Overigens is perceptie van belastingheffing door gemeentes niet helemaal kloppend:
“Er bestaat veel aandacht voor de ontwikkeling van de gemeentelijke belastingen en heffingen. Ook tariefverschillen tussen gemeenten mogen zich in een voortdurende belangstelling verheugen. In de berichtgeving wordt vooral stilgestaan bij gemeenten waar de tarieven het sterkst stijgen. Voor de ontwikkeling van de rijksbelastingen is veel minder aandacht. Bij veel burgers is zo het beeld ontstaan dat de gemeentelijke belastinginkomsten hoger zijn dan zij in werkelijkheid zijn. Uit ons onderzoek vorig jaar bleek dat burgers het aandeel van gemeenten in de totale belastingopbrengst ruim zes keer te hoog inschatten (Allers et al. 2013).”
Reserves
Als een gemeente zich de afgelopen jaren niet verslikt heeft in grondspeculatie dan zal zij, net als de gemeente Den Haag, beschikken over stevige reserves. De zeven vette jaren zijn nog niet opgesoupeerd. Om bij Den Haag als voorbeeld te blijven. Het huidig college heeft ervoor gekozen om de met de bezuinigingen komende decentralisaties in de zorg voorlopig zelf bij te plussen. In de komende 2 jaar moeten er manieren worden gevonden dat er efficiënter wordt gewerkt om vanaf 2017 te kunnen stoppen met bijplussen. Mocht dat niet lukken en de gemeente ervoor blijft kiezen om bij te plussen dan zullen er keuzes moeten worden gemaakt om op andere beleidsterreinen een stap terug te doen of om de belastingen alsnog te verhogen. De reserves zullen dan niet meer voldoende zijn.
De bodem in zicht
Terug naar het COELO rapport. Het rapport leest als een pleidooi om vooral het beleid aan te gaan passen op de toekomstige financiële ontwikkelingen. De tering naar de nering zetten.
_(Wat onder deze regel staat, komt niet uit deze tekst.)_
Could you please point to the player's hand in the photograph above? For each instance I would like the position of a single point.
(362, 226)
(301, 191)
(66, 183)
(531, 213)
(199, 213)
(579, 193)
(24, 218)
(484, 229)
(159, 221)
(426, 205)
Den Haag heeft deze ontwikkeling zien aankomen en heeft besloten om de omvangrijke reserves in te zetten om te investeren in de verdiencapaciteit van de stad. Betere bereikbaarheid, grotere toeristische uitstraling, investering in de (kennis)economie, kortom in sectoren waarmee de Haagse economie, werkgelegenheid en dus portemonnaie versterkt wordt. Daarmee blijven we de schatkist vullen want wachten tot de bodem in zicht komt geeft mij een zeer ongemakkelijk gevoel.
Tekort gemeenten dreigt op te lopen tot €4,8 mrd | Het Financieele Dagblad.